After a COVID-19 outbreak, the Gophers football team is already in the process of returning to practice in preparation for one of its final games on Dec. 12 at Nebraska.
With a steep decline in additional cases, just two players reported positive in the most recent update this past Thursday, the Gophers seem ready to breathe a sigh of relief and carry on with the rest of the 2020 campaign. But those 49 cases — 23 players and 26 staff — since Nov. 19 leave many questions unanswered.
Both athletic director Mark Coyle and coach P.J. Fleck professed to not know how the virus infiltrated and spread through nearly 30% of the program, both just calling it the "ghost in the room." Fleck has asserted his players didn't act irresponsibly in joining the nearly 340,000 Minnesotans who have been infected with the virus.
The Gophers are not alone in their struggles, as the recent surge in cases across the country has proved. COVID-19 has postponed or canceled more than 115 college football games so far this season. Wisconsin and Maryland both missed two games, as the Gophers will, with outbreaks that peaked at 30 cases. Ohio State and Michigan have recently canceled games with an unspecified number of cases.

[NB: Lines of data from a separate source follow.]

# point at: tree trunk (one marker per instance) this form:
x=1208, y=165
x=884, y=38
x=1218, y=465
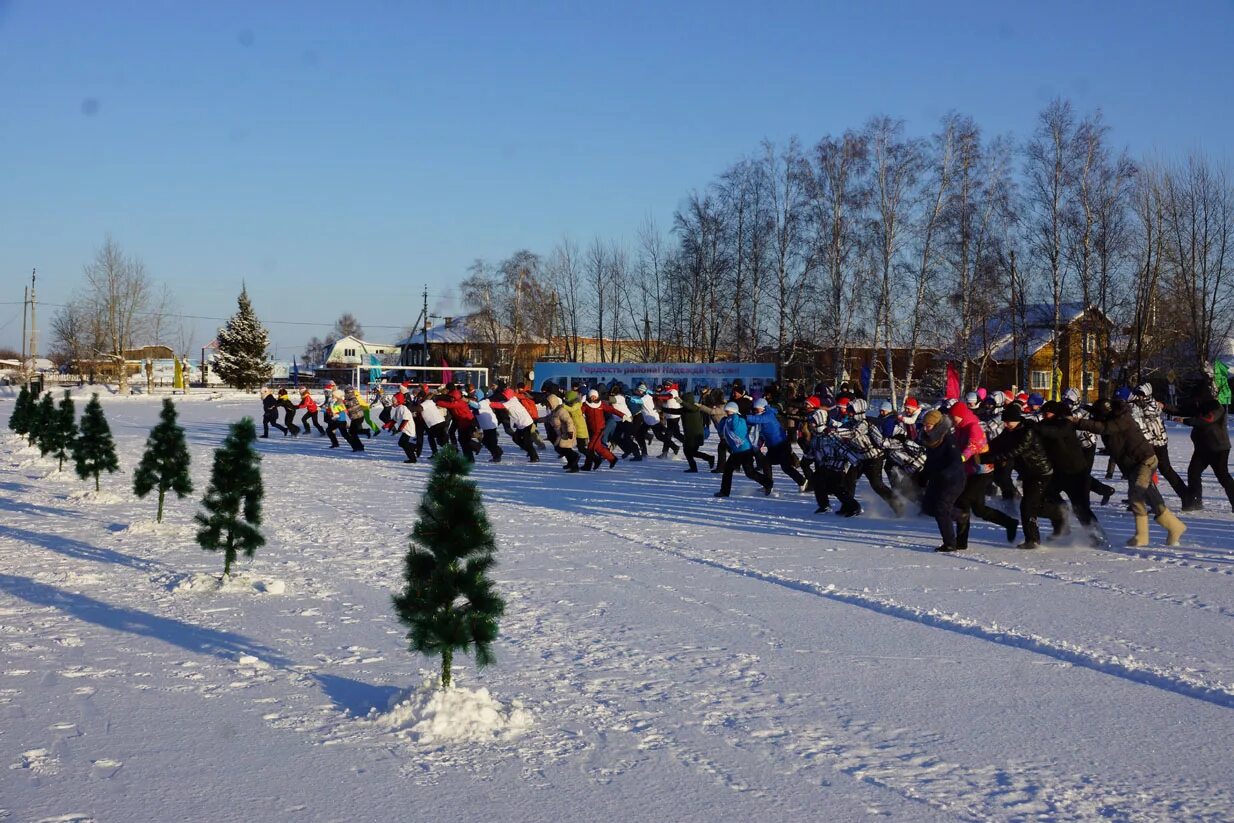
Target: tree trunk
x=447, y=660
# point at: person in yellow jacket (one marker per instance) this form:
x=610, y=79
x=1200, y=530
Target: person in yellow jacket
x=574, y=405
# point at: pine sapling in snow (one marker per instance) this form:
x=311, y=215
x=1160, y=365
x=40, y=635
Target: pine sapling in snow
x=94, y=452
x=47, y=422
x=233, y=499
x=62, y=432
x=19, y=421
x=165, y=463
x=449, y=605
x=242, y=342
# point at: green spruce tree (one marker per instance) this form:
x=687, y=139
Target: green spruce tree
x=94, y=452
x=35, y=421
x=242, y=342
x=61, y=432
x=233, y=499
x=165, y=463
x=47, y=425
x=19, y=421
x=449, y=603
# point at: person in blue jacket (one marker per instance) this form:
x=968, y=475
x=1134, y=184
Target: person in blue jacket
x=734, y=433
x=774, y=437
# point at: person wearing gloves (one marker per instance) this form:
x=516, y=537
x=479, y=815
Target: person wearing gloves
x=779, y=448
x=971, y=441
x=402, y=422
x=270, y=413
x=563, y=425
x=1211, y=439
x=522, y=423
x=486, y=420
x=1019, y=446
x=741, y=453
x=1147, y=412
x=690, y=415
x=833, y=459
x=595, y=413
x=310, y=417
x=945, y=480
x=1127, y=447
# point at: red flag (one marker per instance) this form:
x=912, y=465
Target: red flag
x=953, y=383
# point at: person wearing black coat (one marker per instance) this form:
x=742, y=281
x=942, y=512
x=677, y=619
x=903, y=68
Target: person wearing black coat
x=1021, y=447
x=944, y=481
x=1212, y=448
x=1071, y=465
x=1134, y=455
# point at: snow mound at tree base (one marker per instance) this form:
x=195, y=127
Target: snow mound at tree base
x=235, y=584
x=91, y=496
x=431, y=715
x=159, y=529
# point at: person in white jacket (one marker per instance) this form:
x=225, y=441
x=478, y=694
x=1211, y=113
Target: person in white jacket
x=433, y=423
x=402, y=422
x=488, y=421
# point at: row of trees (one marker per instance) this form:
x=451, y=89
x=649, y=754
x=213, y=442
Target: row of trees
x=882, y=239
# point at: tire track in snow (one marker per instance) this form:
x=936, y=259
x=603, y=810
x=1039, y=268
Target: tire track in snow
x=1050, y=574
x=1127, y=668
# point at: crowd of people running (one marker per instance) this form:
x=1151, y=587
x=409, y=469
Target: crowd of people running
x=947, y=459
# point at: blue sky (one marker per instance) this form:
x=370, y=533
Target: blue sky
x=339, y=157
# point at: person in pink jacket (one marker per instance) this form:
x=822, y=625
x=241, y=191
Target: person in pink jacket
x=970, y=438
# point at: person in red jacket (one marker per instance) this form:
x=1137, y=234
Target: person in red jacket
x=595, y=412
x=970, y=438
x=310, y=407
x=464, y=420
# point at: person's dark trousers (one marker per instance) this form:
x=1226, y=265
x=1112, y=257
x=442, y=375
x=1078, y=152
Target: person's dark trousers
x=523, y=441
x=829, y=481
x=1200, y=460
x=1167, y=471
x=942, y=501
x=437, y=436
x=1076, y=488
x=973, y=499
x=407, y=447
x=1096, y=485
x=465, y=441
x=490, y=442
x=268, y=420
x=1034, y=504
x=692, y=446
x=745, y=462
x=625, y=439
x=873, y=471
x=571, y=458
x=781, y=455
x=311, y=418
x=1005, y=481
x=353, y=434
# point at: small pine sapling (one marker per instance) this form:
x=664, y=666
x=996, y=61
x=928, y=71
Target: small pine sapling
x=62, y=432
x=45, y=416
x=94, y=452
x=165, y=463
x=449, y=603
x=19, y=421
x=233, y=499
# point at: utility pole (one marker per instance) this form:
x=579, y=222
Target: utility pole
x=423, y=358
x=25, y=304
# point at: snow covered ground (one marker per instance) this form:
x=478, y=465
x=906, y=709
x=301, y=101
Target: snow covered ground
x=665, y=655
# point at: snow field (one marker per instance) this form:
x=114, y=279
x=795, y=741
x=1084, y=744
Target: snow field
x=664, y=654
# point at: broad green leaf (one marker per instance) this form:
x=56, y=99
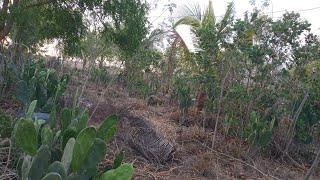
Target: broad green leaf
x=67, y=154
x=65, y=119
x=52, y=118
x=46, y=135
x=57, y=167
x=83, y=121
x=31, y=109
x=52, y=176
x=71, y=132
x=26, y=136
x=118, y=160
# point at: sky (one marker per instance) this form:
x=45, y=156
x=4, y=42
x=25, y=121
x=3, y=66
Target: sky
x=309, y=10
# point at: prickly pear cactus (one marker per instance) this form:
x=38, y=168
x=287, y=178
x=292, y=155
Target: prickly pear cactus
x=83, y=121
x=67, y=154
x=52, y=176
x=123, y=172
x=71, y=132
x=57, y=167
x=46, y=136
x=25, y=167
x=65, y=119
x=82, y=147
x=26, y=136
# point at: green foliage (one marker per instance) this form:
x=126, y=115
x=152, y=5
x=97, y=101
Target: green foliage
x=82, y=152
x=100, y=75
x=26, y=136
x=52, y=176
x=6, y=125
x=68, y=154
x=41, y=84
x=57, y=167
x=107, y=128
x=258, y=132
x=65, y=119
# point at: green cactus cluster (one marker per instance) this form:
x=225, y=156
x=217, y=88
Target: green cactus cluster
x=44, y=85
x=83, y=148
x=259, y=132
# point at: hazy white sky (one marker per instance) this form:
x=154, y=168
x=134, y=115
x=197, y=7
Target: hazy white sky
x=308, y=9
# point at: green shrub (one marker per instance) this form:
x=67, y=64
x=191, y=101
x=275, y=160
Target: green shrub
x=6, y=125
x=100, y=75
x=257, y=131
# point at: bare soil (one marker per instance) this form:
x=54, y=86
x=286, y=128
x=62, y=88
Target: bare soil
x=194, y=158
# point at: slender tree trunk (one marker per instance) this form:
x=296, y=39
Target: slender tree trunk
x=313, y=167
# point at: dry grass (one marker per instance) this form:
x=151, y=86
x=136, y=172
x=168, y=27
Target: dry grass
x=193, y=158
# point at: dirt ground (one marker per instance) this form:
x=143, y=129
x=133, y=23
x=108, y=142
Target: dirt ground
x=194, y=157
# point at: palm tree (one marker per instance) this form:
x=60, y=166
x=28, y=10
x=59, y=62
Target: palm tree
x=209, y=36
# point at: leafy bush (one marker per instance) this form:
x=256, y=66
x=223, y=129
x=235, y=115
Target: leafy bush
x=258, y=132
x=41, y=84
x=81, y=148
x=100, y=75
x=6, y=125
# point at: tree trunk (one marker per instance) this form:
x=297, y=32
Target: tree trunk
x=5, y=27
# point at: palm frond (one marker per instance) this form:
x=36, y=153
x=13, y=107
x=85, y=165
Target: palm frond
x=209, y=18
x=187, y=20
x=193, y=10
x=227, y=17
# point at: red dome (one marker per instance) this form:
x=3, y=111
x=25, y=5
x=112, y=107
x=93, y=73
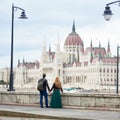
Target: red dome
x=73, y=39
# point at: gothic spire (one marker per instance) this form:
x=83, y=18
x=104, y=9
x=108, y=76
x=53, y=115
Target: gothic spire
x=73, y=28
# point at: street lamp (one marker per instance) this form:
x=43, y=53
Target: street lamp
x=23, y=16
x=107, y=12
x=107, y=15
x=117, y=82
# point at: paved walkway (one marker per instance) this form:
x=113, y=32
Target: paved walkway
x=58, y=114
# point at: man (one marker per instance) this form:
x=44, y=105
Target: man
x=44, y=91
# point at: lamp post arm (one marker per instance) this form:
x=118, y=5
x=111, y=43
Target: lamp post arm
x=113, y=2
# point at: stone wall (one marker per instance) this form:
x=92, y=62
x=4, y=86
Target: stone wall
x=68, y=99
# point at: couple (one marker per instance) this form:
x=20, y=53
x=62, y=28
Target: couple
x=55, y=101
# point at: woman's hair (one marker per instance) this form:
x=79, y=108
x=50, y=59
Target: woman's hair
x=57, y=82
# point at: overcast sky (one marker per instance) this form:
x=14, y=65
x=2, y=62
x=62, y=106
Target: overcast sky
x=51, y=20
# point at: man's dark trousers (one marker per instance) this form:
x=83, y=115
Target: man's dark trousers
x=45, y=94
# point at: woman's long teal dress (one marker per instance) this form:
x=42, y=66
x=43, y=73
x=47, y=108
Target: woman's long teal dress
x=56, y=101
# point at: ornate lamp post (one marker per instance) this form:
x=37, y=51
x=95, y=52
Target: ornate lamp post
x=23, y=16
x=107, y=12
x=117, y=82
x=107, y=15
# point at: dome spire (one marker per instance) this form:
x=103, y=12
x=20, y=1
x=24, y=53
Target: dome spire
x=73, y=28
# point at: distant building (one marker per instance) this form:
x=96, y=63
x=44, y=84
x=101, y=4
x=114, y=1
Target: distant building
x=93, y=67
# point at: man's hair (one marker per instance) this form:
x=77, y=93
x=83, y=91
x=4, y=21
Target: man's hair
x=44, y=75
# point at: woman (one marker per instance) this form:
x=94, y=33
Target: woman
x=56, y=101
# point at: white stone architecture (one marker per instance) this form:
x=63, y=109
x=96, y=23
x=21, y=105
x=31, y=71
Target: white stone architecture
x=92, y=68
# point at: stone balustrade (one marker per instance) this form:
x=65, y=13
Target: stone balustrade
x=68, y=99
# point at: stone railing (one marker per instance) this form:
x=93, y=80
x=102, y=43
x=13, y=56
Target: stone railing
x=68, y=99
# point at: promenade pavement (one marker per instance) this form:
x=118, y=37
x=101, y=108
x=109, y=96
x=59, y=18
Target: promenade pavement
x=58, y=114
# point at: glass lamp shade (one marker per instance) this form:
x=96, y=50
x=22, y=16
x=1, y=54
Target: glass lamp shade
x=107, y=13
x=23, y=16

That lack of transparency and universal policy has made navigating college football's COVID-19 spread difficult. For example, the Big Ten Conference does not appear to have a uniform rule for how teams should deal with contact tracing and close contacts. When the Illinois starting quarterback tested positive earlier this season, he sat out the mandatory 21 days for isolation, cardiac testing and recovery, per the conference protocols. But his backup also sat out about 14 days for close contact, the recommended time. Illinois never had to shut down or miss a game.
The Gophers, though, have said that because the Big Ten requires daily rapid-results testing, the need for that kind of contact tracing is greatly reduced. The team does determine who might have come in contact with a positive case but doesn't require those people to sit out any length of time.
Even since the Gophers paused team activities Nov. 24, returning to light acclimatization workouts Wednesday, they weren't in full quarantine, except for positive cases, who isolated for 10 days.
Ryan Demmer, associate professor in the university's School of Public Health, said daily testing could shorten the quarantine time for close contacts, but it doesn't eliminate the need for it. The Big Ten did not return requests for comment, but it's likely any kind of close-contact policy could wipe out entire teams and their recent opponents from playing, which could be why schools are left to decide their own practices.